The Oncor deal means significant savings in the delivery component (the cost of transmission and distribution) on your electricity bill. These utility delivery charges are updated twice a year (March 1 and September 1) and are regulated by the PUCT.
Before the deal, Sharyland’s delivery charges are $10.00 per month (fixed) plus 7.3846¢ per kWh of usage. After the deal, customers will transition to Oncor’s delivery charges which are $5.25 per month (fixed) plus 3.6513¢ per kWh of usage. On a 2000 kWh bill example, this savings amounts to $4.75 + $74.67 = $79.42 per month. Your actual savings will vary depending on how much electricity you use.
Note that your energy rate (the amount you pay for your electricity supply) is not impacted.
In addition, Oncor will install smart meters for Sharyland customers who currently do not have them.
Read Oncor’s Q&A regarding the transaction >>
Which Sharyland utility areas are affected?
All Sharyland retail delivery areas will be transitioned to Oncor. The three main Sharyland regions (McAllen, Greenville, west Texas) will all transition to Oncor. Specific cities include Midland, Big Spring, Stanton, Brady, Celeste, McAllen, and Greenville.
When will the Oncor purchase be finalized?
On October 11, 2017, the PUCT adopted final orders which give approval to the asset swap among Oncor and Sharyland Utilities.

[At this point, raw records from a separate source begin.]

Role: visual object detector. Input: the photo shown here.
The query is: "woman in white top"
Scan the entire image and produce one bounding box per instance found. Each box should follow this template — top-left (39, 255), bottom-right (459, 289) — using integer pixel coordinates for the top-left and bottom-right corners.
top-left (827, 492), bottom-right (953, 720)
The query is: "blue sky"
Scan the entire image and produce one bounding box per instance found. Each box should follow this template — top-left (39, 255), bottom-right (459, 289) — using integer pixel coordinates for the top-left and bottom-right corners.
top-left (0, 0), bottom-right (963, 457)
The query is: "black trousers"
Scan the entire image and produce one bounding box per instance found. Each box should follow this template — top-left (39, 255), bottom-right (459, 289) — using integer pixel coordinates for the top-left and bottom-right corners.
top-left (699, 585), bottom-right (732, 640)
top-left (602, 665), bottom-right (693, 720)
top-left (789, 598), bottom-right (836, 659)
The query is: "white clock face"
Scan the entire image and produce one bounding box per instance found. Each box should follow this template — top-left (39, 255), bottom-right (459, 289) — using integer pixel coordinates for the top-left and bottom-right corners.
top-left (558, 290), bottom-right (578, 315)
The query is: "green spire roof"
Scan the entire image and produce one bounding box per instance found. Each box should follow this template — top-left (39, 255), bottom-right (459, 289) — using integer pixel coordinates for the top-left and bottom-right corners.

The deal officially gives Sharyland Utilities distribution assets (and retail customers) to Oncor (under Oncor’s distribution charges) in return for select Oncor transmission lines.
Although the transaction is still subject to closing, PUC approval on October 11 should permit the new system-wide Oncor rates to take effect on November 27, 2017, which provides REPs with 45 days notice of the rates.